Assumptions & Ground Rules

The primary purpose of Phase 2 of the Replication and Reproducibility Project are to expose you to the academic literature surounding your research topic and/or question. A secondary purpose of this assignment is for you to develop a sense of how (un)common it is to find research articles in the top journals in the field of Criminology for which the authors have openly shared their data and code for reproducibility purposes. For more information about why and how to share data/code and other best practices for conducting reproducible research, check out, here, here, and here. :

Specifically, for this phase of the project, you will accomplish the following tasks:

  1. Find five empirical research articles related to the topic or question you identified in Phase 1 and evaluate these five articles in terms of their adherence to basic open science practices (e.g., data availability, replication code availability, etc.).

  2. Identify an empirical research article related to your topic or question that analyzes data from the NYS and review its characteristics.

  3. Tentatively commit to performing a conceptual replication of an article that does not use the NYS or a direct reproduction of one that does and identify what aspects of the research article you plan to conceptually replicate or reproduce.

At this point, I assume you are familiar with RStudio and with creating R Markdown (RMD) files.
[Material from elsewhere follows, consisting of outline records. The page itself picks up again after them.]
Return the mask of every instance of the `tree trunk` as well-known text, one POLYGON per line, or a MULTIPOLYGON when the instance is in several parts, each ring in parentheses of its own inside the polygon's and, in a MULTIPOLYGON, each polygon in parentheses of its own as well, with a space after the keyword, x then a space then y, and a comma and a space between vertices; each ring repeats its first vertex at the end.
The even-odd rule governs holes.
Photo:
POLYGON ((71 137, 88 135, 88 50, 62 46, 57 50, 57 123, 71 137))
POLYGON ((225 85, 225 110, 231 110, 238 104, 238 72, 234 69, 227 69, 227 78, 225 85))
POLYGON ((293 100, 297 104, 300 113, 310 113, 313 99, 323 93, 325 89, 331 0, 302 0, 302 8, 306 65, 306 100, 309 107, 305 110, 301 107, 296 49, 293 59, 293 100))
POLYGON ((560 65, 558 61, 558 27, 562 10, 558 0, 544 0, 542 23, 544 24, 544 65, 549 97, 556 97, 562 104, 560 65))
If not, please review R Assignments 1 & 2.

Additionally, I assume you know how to search for articles and then access them where available; there are numerous ways to do this. If it were me, I might start by searching for articles using the search function on each journal’s webpage. Upon finding articles of interest, I might then search for the specific articles using the title, author, and/or keywords in Google Scholar; you can also do an “advanced search” for specific topics published in specific journals. If you decide to use Google Scholar, I recommend adding your university to the “library links” setting for quick authentication and access via your library. Alternatively, you might search for a specific journal directly via the university library. (See here for additional help with finding articles using our library website.)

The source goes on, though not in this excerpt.